Réforme du lycée : 123 établissements prennent les devants

La démarche est menée en toute discrétion. Depuis la rentrée scolaire, quelque 123 lycées expérimentent le projet de réforme du lycée de l’ancien ministre de l’Education nationale Xavier Darcos, qui avait pourtant été enterré à l’automne 2008 devant la fronde enseignante et lycéenne. Ceci alors même que l’actuel ministre Luc Chatel doit annoncer, d’ici à la fin du mois de septembre, sa propre réforme, qui sera appliquée dès la rentrée 2010. « Certains établissements étaient déçus de cette remise à plat. Nous avons voulu leur laisser la possibilité de développer leurs projets »,explique-t-on au ministère. Pour mener à bien leurs projets, les lycées sélectionnés - 250 avaient postulé - se sont vu attribuer une dotation globale de 500 équivalents temps-plein.
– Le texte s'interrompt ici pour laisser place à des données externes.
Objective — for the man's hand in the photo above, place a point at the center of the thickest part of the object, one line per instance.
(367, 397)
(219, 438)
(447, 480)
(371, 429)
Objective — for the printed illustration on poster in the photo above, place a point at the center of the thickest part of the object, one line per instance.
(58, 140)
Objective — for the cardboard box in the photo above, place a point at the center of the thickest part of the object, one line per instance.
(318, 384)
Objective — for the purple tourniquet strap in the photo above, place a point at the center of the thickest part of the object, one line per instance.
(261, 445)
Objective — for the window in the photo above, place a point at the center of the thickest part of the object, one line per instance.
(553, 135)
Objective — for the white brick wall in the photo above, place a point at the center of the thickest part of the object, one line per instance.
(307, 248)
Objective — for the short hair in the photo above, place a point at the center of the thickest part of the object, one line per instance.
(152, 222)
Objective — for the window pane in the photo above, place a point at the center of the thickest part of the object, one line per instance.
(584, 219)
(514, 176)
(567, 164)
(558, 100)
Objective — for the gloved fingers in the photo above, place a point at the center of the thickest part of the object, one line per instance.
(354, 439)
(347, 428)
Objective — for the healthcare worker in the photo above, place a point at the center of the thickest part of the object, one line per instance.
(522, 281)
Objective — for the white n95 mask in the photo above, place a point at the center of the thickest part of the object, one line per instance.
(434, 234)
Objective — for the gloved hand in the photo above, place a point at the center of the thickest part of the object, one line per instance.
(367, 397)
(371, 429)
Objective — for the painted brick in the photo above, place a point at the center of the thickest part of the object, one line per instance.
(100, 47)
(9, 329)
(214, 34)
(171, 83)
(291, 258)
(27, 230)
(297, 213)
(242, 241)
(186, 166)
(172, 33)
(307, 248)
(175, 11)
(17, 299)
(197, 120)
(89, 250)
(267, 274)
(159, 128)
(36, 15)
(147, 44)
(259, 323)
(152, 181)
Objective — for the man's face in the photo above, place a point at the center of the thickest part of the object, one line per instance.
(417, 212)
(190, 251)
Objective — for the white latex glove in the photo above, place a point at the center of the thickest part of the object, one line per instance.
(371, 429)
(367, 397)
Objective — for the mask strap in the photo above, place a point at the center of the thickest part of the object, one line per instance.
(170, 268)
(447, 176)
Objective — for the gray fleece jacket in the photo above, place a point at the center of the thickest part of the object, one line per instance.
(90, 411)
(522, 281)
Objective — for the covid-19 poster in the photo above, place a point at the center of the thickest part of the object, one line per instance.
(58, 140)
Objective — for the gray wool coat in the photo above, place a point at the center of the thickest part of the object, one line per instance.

Semestrialisation, réaménagement des options, mise en place d’accompagnement individualisé... Autant de mesures qui sont actuellement testées sur le terrain. Tandis que le lycée Louis Liard de Falaise (Calvados) a mis en place un système de tutorat hebdomadaire à destination des élèves en risque de décrochage, le lycée Condorcet de Saint-Quentin propose trois heures d’enseignement supplémentaire en français et en mathématiques aux élèves qui le souhaitent. « Il faut arrêter de penser que tous les élèves ont les mêmes besoins. Nous essayons d’individualiser davantage l’enseignement », souligne Philippe Koszyk, le proviseur. Possible réorientation

Autre grand chantier, l’orientation, régulièrement pointée comme la principale faiblesse du lycée actuel. Au sein du lycée Condorcet, les enseignements de détermination - ou options - traditionnellement proposés en seconde pour préparer la future spécialisation (ES, S, L) du lycéen, ont été supprimés. « Leur défaut, c’est qu’ils ne permettent pas à l’élève de se tromper. S’il s’aperçoit, en fin d’année, qu’il n’a pas fait le bon choix, il est déjà trop tard, puisqu’il n’a pas eu l’occasion de découvrir d’autres matières », insiste Philippe Koszyk. A la place, l’établissement a imaginé des « parcours » (sciences et techniques, économie, littérature, sciences...), que l’élève suit durant tout le premier trimestre. En janvier, il a alors l’obligation, durant une semaine à temps plein, de s’inscrire aux cours de l’ensemble des autres parcours. « Il peut ainsi se frotter à de nouveaux contenus, et se réorienter, s’il le souhaite », explique Philippe Koszyk. Cours en amphithéâtre

Certains établissements se projettent même plus loin, comme le lycée Godefroy de Bouillon, à Clermont-Ferrand. Les élèves qui se destinent à un enseignement en classes préparatoires aux grandes écoles se voient dispenser, dès la classe de première, un enseignement supplémentaire de 30 heures par an, pour préparer leur entrée dans ces filières sélectives. De même, le lycée cherche à mieux préparer ses élèves au monde universitaire, en dispensant certains cours en amphithéâtre.

Des expérimentations qui font tiquer les syndicats. « Il ne faudrait pas que ces projets soient l’occasion pour le ministère de faire passer une réforme en catimini »,avertit Daniel Robin, secrétaire général du Snes-FSU, principal syndicat du second degré, qui raille également la méthode du ministère, lequel « annonce une nouvelle réforme sans même attendre le bilan de ses expérimentations ». Des critiques que balaie la Rue de Grenelle, qui assure que ces « projets n’ont absolument pas vocation à être généralisés ».